My hands curl into fists under the table. “Dating her would accomplish the same thing.”

“Dating is temporary. Easily dismissed. But marriage?” Santino’s smile is knowing, almost cruel. “Marriage is permanent. Final. It tells Viktor he’s lost her forever.”

Forever.

The word sits in my chest like a stone.

I’ve never wanted to get married. Never saw the point. I keep things simple—women I won’t see again, no attachments, no one who can be used against me. The life I live is too violent for anything else.

And now Lorenzo wants me to tie myself to a woman I barely know. A woman with big brown eyes and bruises on her arm and a smile I can’t stop thinking about.

“I’ll find another way,” I hear myself say. “I’ve been tracking him for months. I’ll pick up his trail again.”

“You’ve had months and you’ve failed.” Lorenzo’s tone is flat. Dismissive. “Yesterday was the first time you got close, and he slipped through your fingers.”

My jaw goes tight. He’s not wrong, and that makes it worse.
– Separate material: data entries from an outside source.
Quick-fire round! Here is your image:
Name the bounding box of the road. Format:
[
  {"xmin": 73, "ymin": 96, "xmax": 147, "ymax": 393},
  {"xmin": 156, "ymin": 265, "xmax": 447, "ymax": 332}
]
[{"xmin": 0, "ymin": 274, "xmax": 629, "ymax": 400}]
“This isn’t a request, Matteo.”

Silence blankets the room. I’ve never refused an order. Not once. Even when the job made my skin crawl, I did what was asked because that’s who I am. Loyal. Obedient. A weapon to be pointed in whatever direction serves the family.

But this feels different.

This feels like being asked to crack open a door I’ve spent my entire life keeping locked.
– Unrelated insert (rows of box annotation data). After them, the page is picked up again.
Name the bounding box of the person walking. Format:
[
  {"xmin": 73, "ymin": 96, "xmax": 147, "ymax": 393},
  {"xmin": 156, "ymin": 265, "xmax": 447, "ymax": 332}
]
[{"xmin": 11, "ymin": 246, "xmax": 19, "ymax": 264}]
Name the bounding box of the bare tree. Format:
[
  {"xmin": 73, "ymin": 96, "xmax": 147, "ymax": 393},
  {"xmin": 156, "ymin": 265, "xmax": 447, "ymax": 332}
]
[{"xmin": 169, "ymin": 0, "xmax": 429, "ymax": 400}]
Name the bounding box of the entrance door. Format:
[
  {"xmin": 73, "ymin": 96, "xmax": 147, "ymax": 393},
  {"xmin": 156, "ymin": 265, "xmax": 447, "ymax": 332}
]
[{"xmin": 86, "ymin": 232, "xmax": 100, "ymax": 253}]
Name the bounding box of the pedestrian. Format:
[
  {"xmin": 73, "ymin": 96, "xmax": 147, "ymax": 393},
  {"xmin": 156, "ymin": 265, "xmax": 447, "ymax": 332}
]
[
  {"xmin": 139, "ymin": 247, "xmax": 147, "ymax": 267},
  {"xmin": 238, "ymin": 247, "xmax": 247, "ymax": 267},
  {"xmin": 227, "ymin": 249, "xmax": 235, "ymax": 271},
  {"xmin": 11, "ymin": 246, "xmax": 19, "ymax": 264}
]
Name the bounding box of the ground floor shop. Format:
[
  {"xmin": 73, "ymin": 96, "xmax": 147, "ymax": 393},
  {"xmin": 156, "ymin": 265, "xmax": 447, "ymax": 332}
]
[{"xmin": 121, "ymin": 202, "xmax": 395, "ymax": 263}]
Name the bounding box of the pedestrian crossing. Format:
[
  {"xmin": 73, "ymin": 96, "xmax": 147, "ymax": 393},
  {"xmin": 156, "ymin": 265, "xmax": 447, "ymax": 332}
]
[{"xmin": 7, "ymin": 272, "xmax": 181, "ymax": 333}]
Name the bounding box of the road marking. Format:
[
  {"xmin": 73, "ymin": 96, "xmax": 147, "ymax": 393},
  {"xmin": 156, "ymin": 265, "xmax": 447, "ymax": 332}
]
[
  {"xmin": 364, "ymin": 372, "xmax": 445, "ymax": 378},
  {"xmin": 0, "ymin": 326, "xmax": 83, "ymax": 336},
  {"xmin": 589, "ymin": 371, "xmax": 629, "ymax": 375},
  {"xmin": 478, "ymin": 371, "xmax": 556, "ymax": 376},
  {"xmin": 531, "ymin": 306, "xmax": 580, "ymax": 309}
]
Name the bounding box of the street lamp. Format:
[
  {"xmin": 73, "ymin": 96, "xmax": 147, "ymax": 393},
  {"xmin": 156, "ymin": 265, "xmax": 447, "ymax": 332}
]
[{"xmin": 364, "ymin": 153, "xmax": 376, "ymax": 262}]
“She’s a civilian,” I say, one last attempt. “She didn’t ask to be part of this.”

“No one asks.” Lorenzo’s eyes bore into mine. “But Viktor already made her part of it when he put his hands on her. You said yourself she’s scared of him. That he’s been harassing her since they split. Maybe she’d welcome the protection that comes with your name.”
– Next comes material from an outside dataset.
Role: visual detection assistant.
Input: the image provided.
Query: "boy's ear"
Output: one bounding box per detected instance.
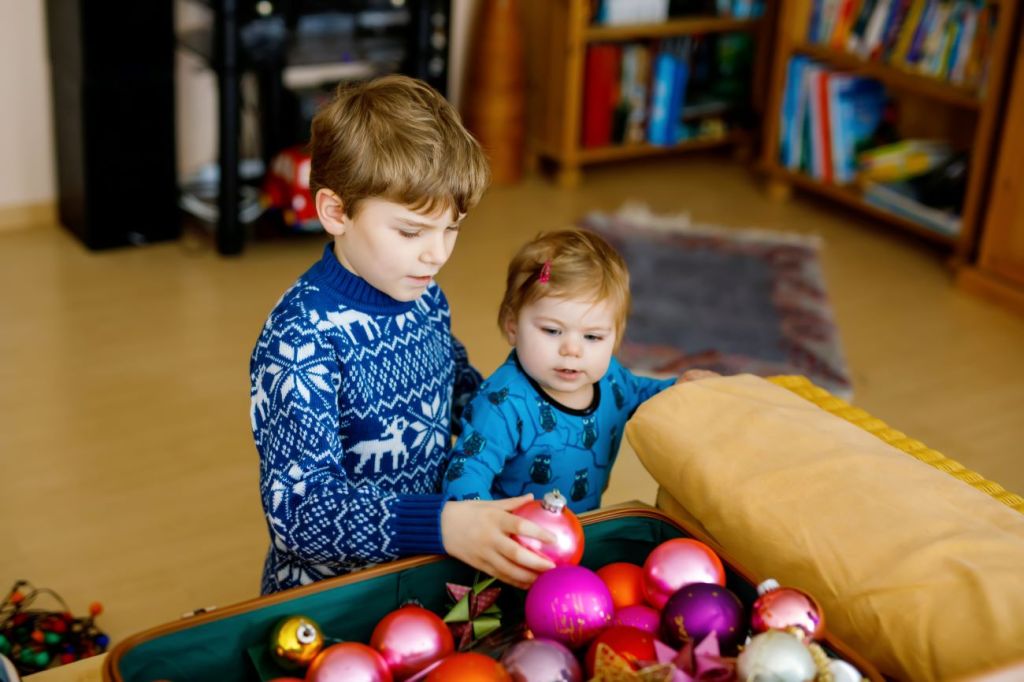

What a fucking joke. My name is synonymous with blood and broken bones. The only protection I can offer is the kind that comes from being more dangerous than the monsters circling.

“Think of it as an arrangement,” Santino says smoothly. “Temporary. Once Viktor is handled, you can annul it.”

My gaze drifts to the wall. There’s a painting there, some abstract bullshit that probably cost more than my car. I stare at it without seeing.

Sierra Dixon.

I think about her standing behind that bar, all warmth and easy laughter despite the fear I could see lurking in her eyes. I think about the way she flinched when I asked about her bruises. The way she tried so hard to seem like everything was fine.

She’s tougher than she looks. I saw that much last night. But tough isn’t the same as prepared. And she has no idea what she’s already tangled up in.

“Fine.” The word scrapes out of my throat like gravel. “I’ll do it.”

Lorenzo nods, satisfied. “Good. Get close to her. Convince her to cooperate. Make it believable enough to enrage Viktor, and he’ll come running.”

I push back from the table and head for the door. My legs feel strange underneath me, disconnected from my body.

“Matteo.”

I stop but don’t turn around.

“Don’t let personal feelings complicate this.” Lorenzo’s voice follows me toward the door. “She’s a means to an end. Nothing more.”

Right.

I walk out of the restaurant without looking back. The casino floor spreads out in front of me, all flashing lights and ringing machines and people who have no idea how close they are to the kind of darkness that runs this city.

Marry her.

The command echoes in my skull.

I think about Viktor. The bullets he put in me. The bruises on Sierra’s arm.

Maybe Lorenzo’s right. Maybe this is the smartest play. Dangle what Viktor wants most in front of him and wait for him to make a mistake.

But as I step out into the blinding desert sun, I can’t shake the feeling that I’m the one walking into a trap.

And I have no idea if I’ll survive it.